Daha sonra Dönemli Yayıncılık Genel Müdürlüğü görevine getirildi. Ercan Arıklı ile birlikte Dönemli Yayıncılık'ın 1 Numara Yayıncılık'a dönüşmesi sırasında Genel Müdürlük görevini üstlendi. Aktüel, Cosmopolitan, Penthouse, Oya gibi dergilerin kurucu genel yayın müdürü oldu. Bugüne kadar 30'u aşkın derginin kuruculuğunu yaptı.
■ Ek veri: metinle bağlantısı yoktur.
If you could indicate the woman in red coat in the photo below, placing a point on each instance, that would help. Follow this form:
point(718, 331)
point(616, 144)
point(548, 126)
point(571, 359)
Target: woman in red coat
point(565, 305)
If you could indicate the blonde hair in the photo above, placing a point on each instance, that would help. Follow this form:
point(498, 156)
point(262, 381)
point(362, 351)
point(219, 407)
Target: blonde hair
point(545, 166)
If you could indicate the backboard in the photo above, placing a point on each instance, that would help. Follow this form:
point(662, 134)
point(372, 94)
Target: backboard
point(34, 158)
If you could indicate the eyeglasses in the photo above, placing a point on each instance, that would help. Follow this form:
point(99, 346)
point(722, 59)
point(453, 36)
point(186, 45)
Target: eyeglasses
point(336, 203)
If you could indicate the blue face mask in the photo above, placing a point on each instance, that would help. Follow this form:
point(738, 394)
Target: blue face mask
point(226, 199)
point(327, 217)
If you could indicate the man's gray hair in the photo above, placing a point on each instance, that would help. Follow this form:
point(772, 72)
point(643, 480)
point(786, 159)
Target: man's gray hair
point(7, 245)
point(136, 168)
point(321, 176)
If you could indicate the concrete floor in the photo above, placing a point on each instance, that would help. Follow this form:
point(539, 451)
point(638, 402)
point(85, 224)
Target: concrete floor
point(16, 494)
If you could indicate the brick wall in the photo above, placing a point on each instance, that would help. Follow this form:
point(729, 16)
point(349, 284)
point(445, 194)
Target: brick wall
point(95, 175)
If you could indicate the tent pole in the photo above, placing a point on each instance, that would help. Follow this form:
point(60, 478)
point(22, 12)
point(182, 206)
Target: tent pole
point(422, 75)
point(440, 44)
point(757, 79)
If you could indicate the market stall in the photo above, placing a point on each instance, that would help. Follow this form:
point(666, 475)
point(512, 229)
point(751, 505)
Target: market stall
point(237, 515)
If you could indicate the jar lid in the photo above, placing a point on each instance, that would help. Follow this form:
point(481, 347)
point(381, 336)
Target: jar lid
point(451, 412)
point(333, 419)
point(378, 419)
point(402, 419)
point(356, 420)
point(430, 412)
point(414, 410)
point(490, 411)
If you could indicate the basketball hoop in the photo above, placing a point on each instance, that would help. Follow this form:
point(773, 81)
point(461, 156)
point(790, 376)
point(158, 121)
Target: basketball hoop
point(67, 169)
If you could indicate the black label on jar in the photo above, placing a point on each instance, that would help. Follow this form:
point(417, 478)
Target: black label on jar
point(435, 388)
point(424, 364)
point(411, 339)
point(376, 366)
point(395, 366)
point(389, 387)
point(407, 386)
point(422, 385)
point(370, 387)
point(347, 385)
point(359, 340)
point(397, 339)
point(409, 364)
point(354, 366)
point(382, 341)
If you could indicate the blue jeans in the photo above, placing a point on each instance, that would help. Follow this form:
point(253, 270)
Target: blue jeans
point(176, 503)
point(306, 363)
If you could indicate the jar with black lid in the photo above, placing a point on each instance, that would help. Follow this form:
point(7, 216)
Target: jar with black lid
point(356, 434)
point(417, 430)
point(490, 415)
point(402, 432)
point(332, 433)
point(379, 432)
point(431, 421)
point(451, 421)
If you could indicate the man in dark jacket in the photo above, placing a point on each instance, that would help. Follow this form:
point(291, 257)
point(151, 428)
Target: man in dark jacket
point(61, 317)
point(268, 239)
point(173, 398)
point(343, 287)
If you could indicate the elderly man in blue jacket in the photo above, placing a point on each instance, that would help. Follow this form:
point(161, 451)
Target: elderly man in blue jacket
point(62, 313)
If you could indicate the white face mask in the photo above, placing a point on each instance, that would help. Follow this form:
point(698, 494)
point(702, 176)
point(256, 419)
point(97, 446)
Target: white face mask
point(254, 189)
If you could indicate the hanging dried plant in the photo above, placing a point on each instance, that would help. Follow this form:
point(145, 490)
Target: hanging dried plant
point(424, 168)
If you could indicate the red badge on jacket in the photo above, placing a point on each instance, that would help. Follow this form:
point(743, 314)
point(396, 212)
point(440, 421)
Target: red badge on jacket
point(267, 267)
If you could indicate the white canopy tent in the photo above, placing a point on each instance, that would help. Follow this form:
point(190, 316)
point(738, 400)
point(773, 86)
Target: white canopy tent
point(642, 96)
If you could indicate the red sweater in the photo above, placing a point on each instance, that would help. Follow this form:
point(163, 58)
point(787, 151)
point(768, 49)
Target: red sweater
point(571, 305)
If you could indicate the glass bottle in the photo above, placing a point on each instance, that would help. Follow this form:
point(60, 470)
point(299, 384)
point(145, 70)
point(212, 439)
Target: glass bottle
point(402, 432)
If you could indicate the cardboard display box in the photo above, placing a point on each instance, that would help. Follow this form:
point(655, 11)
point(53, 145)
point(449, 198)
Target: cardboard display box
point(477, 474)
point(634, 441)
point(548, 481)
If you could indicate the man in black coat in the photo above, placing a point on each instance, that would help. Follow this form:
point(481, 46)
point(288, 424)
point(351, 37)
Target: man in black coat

1995 yılı başında Posta gazetesini yayınladı. Aynı yılın sonunda Fanatik gazetesini, 1996 yılı sonunda da Radikal gazetesini kurdu, genel yayın müdürlüğünü yürüttü.

2000 yılında Milliyet Gazetesi Genel Yayın Müdürlüğü görevine getirildi. Bu görevi 5,5 yıl sürdürdükten sonra Doğan Burda Dergi Grububu'nun CEO'luğu görevini üstlendi.

2005 yılından 2018 Eylül ayına kadar Hürriyet gazetesinde köşe yazarlığı yaptı. Ekim 2018'den itibaren T24'te yazmaya başladı.

Gazete köşe yazılarından derlenen "Kırmızıyı Seçtim, Aşk Mavinin Altındaydı", "Benden Selam Söyleyin Bütün Aşklarıma", "Aşktan Sonra Hayat Var Mı", "Şaşırma Duygumu Kaybettim, Hükümsüzdür" isimli kitapları yayımlandı. "Aşk Herşeyi Affeder mi" isimli uzun hikâyesi de kitap olarak yayınlandı. 

"Türkiye medyasında en çok yayın başlatan gazeteci" olan Mehmet Y. Yılmaz, güncel politik gelişmelerin yanı sıra, deneme tarzındaki yazıları ile futbol üzerine yaptığı yorumlarıyla da biliniyor.